Holes like this are far easier to dig than to exit. In North Carolina right now, the bond market is one part of the way out.
Notwithstanding Moody’s comment, the state retains our AAA credit rating and commensurately low borrowing costs because of generations of prudence from Treasurers Harlan Boyles, Richard Moore, and Janet Cowell. Infrastructure funding — schools and hospitals, foremost, but also next-generation clean transportation — can and should come through bonds, and that will free up faster fiscal capacity to begin responding in earnest to the COVID crisis.
Ultimately, what this buys is time. Interest payments have their own crowding-out effect on the state budget, but at a level and a pace smooth enough that the state can work at the same time on restoring its constitutional authority to respond when crises arise.
Crises are costly — in dollars and also in lives and livelihoods. Bills eventually come due. Constitutional caps are not going to absolve North Carolina of these facts.
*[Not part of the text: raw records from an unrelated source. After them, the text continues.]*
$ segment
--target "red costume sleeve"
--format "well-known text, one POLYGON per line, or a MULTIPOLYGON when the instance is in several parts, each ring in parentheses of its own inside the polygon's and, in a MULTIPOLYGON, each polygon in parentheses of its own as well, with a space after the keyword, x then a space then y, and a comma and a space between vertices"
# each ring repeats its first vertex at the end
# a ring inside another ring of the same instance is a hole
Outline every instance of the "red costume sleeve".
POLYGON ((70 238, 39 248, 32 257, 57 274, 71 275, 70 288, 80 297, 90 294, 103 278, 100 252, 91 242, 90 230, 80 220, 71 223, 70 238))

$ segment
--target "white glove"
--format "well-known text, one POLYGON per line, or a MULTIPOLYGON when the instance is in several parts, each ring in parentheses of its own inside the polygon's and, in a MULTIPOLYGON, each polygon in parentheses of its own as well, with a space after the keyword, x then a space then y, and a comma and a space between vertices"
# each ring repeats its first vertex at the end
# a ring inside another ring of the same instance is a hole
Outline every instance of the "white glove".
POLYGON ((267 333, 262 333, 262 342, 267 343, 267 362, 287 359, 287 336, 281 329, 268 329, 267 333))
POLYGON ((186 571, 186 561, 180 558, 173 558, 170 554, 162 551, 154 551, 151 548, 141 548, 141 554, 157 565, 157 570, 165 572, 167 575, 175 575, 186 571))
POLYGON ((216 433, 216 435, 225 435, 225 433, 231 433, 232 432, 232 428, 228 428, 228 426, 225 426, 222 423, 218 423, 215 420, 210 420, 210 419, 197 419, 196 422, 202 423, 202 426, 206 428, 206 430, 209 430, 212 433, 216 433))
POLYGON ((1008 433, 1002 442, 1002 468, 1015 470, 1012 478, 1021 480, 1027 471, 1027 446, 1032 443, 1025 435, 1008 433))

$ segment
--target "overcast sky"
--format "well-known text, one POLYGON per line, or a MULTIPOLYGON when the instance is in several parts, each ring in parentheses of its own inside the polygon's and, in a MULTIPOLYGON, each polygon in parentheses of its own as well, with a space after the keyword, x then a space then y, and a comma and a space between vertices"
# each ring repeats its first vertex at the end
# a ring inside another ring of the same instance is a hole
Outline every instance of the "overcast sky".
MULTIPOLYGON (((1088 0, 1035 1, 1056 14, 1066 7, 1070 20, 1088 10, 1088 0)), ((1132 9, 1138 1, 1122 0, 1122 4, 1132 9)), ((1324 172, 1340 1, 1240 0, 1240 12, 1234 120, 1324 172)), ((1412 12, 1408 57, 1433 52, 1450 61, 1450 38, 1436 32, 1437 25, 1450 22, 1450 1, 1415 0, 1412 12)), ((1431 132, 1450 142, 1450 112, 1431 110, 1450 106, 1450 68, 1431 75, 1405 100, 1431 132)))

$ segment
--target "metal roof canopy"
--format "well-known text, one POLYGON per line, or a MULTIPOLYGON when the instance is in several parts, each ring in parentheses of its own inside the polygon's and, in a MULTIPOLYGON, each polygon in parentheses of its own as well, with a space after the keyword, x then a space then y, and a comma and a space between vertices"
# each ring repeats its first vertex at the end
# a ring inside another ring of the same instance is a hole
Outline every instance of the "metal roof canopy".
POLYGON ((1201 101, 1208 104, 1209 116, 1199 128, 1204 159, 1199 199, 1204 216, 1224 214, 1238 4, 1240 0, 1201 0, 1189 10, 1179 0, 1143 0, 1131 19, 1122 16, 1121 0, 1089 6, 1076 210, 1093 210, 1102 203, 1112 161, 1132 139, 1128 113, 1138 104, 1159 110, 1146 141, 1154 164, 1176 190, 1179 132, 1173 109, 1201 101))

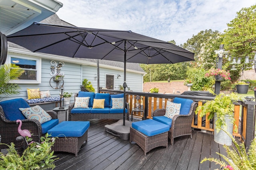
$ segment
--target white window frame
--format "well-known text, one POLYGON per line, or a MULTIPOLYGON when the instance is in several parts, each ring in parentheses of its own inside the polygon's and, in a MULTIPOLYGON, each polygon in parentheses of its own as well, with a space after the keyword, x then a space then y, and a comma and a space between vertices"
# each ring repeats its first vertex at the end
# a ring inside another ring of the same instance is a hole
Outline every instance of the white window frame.
POLYGON ((11 63, 11 58, 14 57, 35 61, 36 62, 36 80, 11 80, 10 82, 17 84, 40 84, 41 81, 41 70, 42 70, 42 59, 40 58, 31 57, 29 56, 21 56, 15 55, 8 55, 6 59, 6 63, 11 63))

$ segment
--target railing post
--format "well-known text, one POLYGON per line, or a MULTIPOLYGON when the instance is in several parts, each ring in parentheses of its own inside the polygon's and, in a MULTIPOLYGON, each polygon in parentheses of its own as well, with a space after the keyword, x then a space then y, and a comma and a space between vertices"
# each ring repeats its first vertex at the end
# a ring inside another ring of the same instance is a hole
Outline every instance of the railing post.
POLYGON ((251 145, 251 141, 254 137, 255 133, 255 111, 256 104, 254 102, 244 101, 247 106, 247 113, 246 116, 246 133, 244 144, 245 147, 248 148, 251 145))
POLYGON ((144 111, 144 115, 143 120, 147 119, 148 115, 148 96, 145 96, 145 110, 144 111))

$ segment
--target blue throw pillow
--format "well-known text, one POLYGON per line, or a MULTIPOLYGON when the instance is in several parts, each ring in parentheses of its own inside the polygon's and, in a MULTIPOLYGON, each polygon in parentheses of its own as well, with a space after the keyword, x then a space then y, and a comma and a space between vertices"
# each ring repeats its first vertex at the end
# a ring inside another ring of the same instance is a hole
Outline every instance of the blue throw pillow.
POLYGON ((109 93, 96 93, 95 99, 105 99, 104 107, 110 107, 110 94, 109 93))
POLYGON ((93 100, 94 98, 95 94, 93 92, 78 92, 78 97, 90 97, 89 100, 89 107, 92 107, 93 105, 93 100))
POLYGON ((124 97, 124 94, 110 95, 110 107, 112 107, 112 98, 122 98, 124 97))
POLYGON ((191 104, 193 103, 193 100, 191 99, 183 99, 180 98, 175 98, 173 102, 176 103, 181 104, 180 115, 187 115, 189 113, 191 104))

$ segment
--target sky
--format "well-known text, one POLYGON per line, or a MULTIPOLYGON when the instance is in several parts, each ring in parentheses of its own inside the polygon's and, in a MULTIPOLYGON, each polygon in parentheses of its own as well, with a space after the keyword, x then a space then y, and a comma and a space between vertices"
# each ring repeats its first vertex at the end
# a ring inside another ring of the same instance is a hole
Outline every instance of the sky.
POLYGON ((223 33, 243 8, 256 0, 58 0, 56 12, 76 26, 131 30, 183 44, 201 31, 223 33))

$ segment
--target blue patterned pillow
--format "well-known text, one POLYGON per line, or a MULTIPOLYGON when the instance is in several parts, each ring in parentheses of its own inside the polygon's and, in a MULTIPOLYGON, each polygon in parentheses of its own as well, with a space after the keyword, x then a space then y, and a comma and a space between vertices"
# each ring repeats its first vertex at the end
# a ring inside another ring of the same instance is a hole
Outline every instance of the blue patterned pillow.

Outsized mortality in our rural communities that have hemorrhaged health services, in part because Medicaid expansion never happened here, will push those municipalities even closer to the financial brink. Workers will drop out of the labor force with the ending of their unemployment benefits, which remain halved at the state level relative to the 2008-09 crisis, and it will show up in lower revenue and higher safety-net benefits. Children will face compounding trauma because we did not rise to the challenge of educating them in these circumstances.
Vaccines that are starting to ship right now mark the beginning of the end of the coronavirus crisis. It’s true end will be when we repeal this Constitutional amendment and restore our crisis resilience.